/DSL_CV1_numpy_skimage

Introduction course to Computer Vision 1: NumPy and scikit-image. By the Data Science Lab at the University of Bern

Primary LanguageJupyter NotebookBSD 3-Clause "New" or "Revised" LicenseBSD-3-Clause

Data Science Lab Computer Vision course with Python

1. Basics with numpy and scikit-image

This course covers the basics of Computer Vision with Python via a series of Jupyter notebooks. Those rusty with Python can have a look at the 01-python_basics content which briefly summarizes the essentials of the language needed for the course. Then the content of 02-basics_image_handling mainly covers the handling of numpy arrays, which are the essential data structure used for images in Python. The 03-basic_image_processing part then covers classical computer vision operations such as filtering, intensity-based segmentation, object measurement. And finally the 04-special_topics covers basics of various common workflows such as registration or tracking.

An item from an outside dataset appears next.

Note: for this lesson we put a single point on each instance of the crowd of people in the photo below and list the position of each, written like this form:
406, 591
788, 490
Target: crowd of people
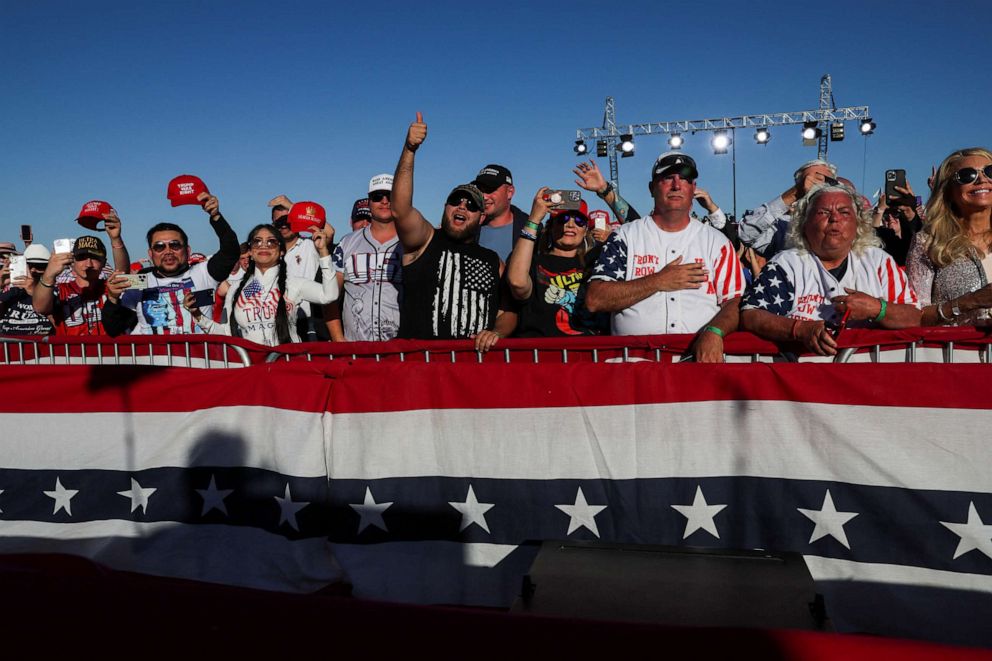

The goal of this course is not to be an exhaustive Computer Vision course and contains very little theoretical information. The goal is rather to give participants the necessary background on the tools they might want to use later for their own Computer Vision projects.

Getting the material

To use all notebooks locally, you can simply clone (if you know git) or download the repository by using the green "Code" button at the top right of the repository. Place the folder in easily reachable location on your computer.

You can download all necessary data from this link. Place the main data folder then in the main folder of the downloaded repository for paths to be correct.

Setting up an environment

A series of packages is necessary to run the content of this notebook. We highly recommend to install packages within an environment such as provided by conda. There are multiple ways to install conda and if you don't yet have a version installed we strongly recommend to use mambaforge which will install the fast environment solver mamba. You can find installers at this link.

Once you have conda/mamba installed, open a terminal where you have access to conda (i.e. the beginning of the line on your terminal window should indicate (base)). On MacOS or Linux, your regular terminal should work. On Windows, depending how you installed conda, you might only have access to it from a terminal called XXX Prompt where XXX stands for Anaconda, Miniforge etc. depending how conda was installed.

Then in that terminal head to the folder of the repository you downloaded previously. In the main folder you will find an environment.yml file that contains infos about all packages to install. You can simply create the necessary environment using:

mamba env create -f environment.yml

if you have mamba installed or

conda env create -f environment.yml

This creates an environment called dslskimage that you then need to activate (here mamba or conda doesn't matter):

conda activate dslskimage

Finally you can start Jupyterlab using:

jupyter lab

This should automatically open a Jupyterlab session in your favorite browser. If not, copy the address appearing in the terminal starting with http://localhost:8888... in your browser.

Google Colab

If installation fails or isn't working properly, a fallback solution is to use Google's version of Jupyter called Colab. You can open the notebooks of this course using this button: Open In Colab. Most packages come pre-installed and missing ones can be installed "on the fly" in each notebook.